Today (Friday 15th March, 2019) there will be a "Global Climate Strike for the future - The beginning of great change". Greta Thunberg, the remarkable 16 year old Swedish schoolgirl, spoke at the Davos conference urging the world's most powerful, influential and wealthy people to act on climate change and the IPCC report is worth a read.

Predictions of warming are impacting, and will further impact, topography and mapping, so here is a parochial view of a few aspects that might affect the walker.

If temperatures rise by as much as 2 degrees over the next 30-50 years, sea levels around the UK could rise by over a metre.

The impact on mapping is obvious in Alpine and Arctic regions where glaciers and ice fields are shrinking and disappearing altogether. Around the UK the coastline would be the most obvious area to change as it is the lowest lying land.

On all Harvey maps, the High Water Mark or the high tide line is shown as a thin blue line. The line can be used as a safety aid for walkers to help them choose when to access coastal areas on long distance paths that integrate beach and coastal rock (such as the Anglesey Coastal Path – see image) or when to use an inland alternative route.

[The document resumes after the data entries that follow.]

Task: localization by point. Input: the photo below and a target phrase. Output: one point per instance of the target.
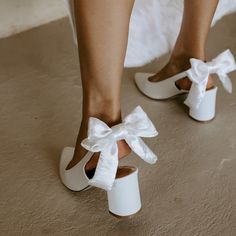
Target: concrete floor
(190, 191)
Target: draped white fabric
(154, 27)
(103, 139)
(199, 72)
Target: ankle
(107, 111)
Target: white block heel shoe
(121, 183)
(161, 90)
(202, 103)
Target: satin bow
(199, 72)
(103, 139)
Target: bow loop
(103, 139)
(199, 72)
(139, 124)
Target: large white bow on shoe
(103, 139)
(199, 72)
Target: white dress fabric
(154, 27)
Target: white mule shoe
(161, 90)
(202, 103)
(123, 191)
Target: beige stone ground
(192, 189)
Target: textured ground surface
(192, 189)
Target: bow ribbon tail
(141, 149)
(198, 87)
(106, 169)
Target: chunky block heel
(206, 110)
(124, 198)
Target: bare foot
(80, 152)
(174, 67)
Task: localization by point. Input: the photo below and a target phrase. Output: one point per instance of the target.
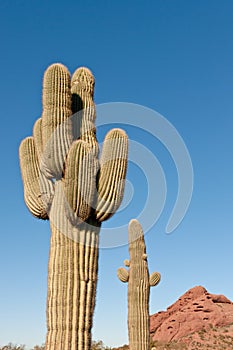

Mapping these lines has never been an easy task as it can often depend on the time of day the aerial photos used for photogrammetry were taken. However, there are several clues to assist in the interpretation of the images and photogrammetrists look for a mixture of natural signs to plot the high tide line. These can range from change in beach slope, drift lines on the beach and the change in colour of coastal rock. There is a significant skill involved in looking for these signs that requires years of practise. During the ground survey stage, these lines are checked and altered accordingly to give the clearest picture to the end user.

Should sea levels rise then not only would those lines need to be recalculated and re-drawn but every black dot (ground survey) spot height on our maps would need to be changed. Whilst contour lines would remain as they are all the contour numbering on every map would have to be adjusted.

Could Ben Vane become a Corbett? Will the Munro, Corbett, Donald and Marilyn tables all have to be re written? Could there be pre and post global warming rounds, the earlier ones being harder with cumulatively several hundred metres more height climbed?